La sonrisa del cordero (1983), Véase: amor (1986), El libro de la gramática interna (1991), La vida entera (2010) y Delirio (2011) son algunas destacadas novelas de David Grossman. Desde su literatura, pero también en entrevistas, conferencias y columnas en periódicos de todo el mundo, viene militando sin descanso por la paz entre Israel y Palestina. Incluso antes de haber perdido a su hijo Uri, de 21 años, en agosto de 2006, cuando el tanque fue alcanzado por un misil de Hezbolá en el Líbano. Dos días antes, Grossman, junto con los escritores Amos Oz y A.B. Yehoshua, había formulado un llamamiento al gobierno israelí a aceptar un cese del fuego. La noticia de la muerte de su hijo encontró a Grossman finalizando La vida entera. Aquel momento se vuelve poesía en su siguiente libro, Más allá del tiempo (2011): “En un instante fuimos arrojados/ al destierro./ Llegaron por la noche, llamaron a nuestra puerta, dijeron: a tal y tal hora,/ en tal y tal lugar, vuestro hijo, esto y lo otro./ Enseguida tejieron/ una tupida red, la hora/ el minuto y el lugar exacto,/ pero la red tenía un agujero,/ ¿lo entiendes? La red,/ tan tupida, tenía/ por lo visto un agujero/ y nuestro hijo/ cayó/al abismo”. La literatura como posibilidad de situarse frente a la realidad como sujetos. La manera de no rendirse a lo injusto.

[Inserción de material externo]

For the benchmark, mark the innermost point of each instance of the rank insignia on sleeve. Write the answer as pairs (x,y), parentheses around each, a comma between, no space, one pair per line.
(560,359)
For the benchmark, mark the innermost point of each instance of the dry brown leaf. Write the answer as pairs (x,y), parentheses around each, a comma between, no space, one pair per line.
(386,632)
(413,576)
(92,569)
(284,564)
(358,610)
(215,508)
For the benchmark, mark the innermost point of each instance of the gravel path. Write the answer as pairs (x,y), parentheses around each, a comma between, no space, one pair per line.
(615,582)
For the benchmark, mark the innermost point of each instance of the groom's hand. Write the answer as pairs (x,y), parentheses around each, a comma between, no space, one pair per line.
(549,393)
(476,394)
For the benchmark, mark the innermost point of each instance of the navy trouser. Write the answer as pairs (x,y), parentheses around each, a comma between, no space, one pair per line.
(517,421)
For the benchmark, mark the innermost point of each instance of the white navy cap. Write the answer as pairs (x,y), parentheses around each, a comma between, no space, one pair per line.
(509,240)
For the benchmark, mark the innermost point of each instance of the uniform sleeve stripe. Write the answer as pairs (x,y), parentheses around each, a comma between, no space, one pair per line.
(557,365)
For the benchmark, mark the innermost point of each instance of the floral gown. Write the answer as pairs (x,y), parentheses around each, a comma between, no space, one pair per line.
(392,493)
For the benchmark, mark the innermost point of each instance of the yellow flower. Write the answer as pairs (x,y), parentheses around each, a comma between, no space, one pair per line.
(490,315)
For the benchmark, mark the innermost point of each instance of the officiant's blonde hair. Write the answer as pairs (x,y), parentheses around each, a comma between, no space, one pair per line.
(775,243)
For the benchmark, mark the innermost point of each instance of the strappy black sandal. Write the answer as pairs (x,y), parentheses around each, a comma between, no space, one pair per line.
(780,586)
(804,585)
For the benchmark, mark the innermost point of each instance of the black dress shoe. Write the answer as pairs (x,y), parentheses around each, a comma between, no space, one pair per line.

Gran Cabaret. David Grossman Lumen 236 páginas

Después de conocer íntimamente a otro, ya no se puede ser indiferente con él. Ahora somos parte de la tragedia de Dóvaleh. Y Grossman hace ver cómo el que ataca está asustado. Entonces llega la revelación de Gran Cabaret: ¿Cómo sería un mundo sin enemigos? ¿Cómo sería ese estado de gracia donde ya sin otro en quien fijarnos, quedáramos en compañía de nosotros mismos, con toda esa fuerza y energía dirigida hacia el interior?

Grossman hace del chiste un monumento por la paz. Se vale del humor para expresar el dolor humano en su vertiente más profunda. Con ecos que se expanden hacia adentro. Y forman olas. Que rompen, inundan y habitan para siempre.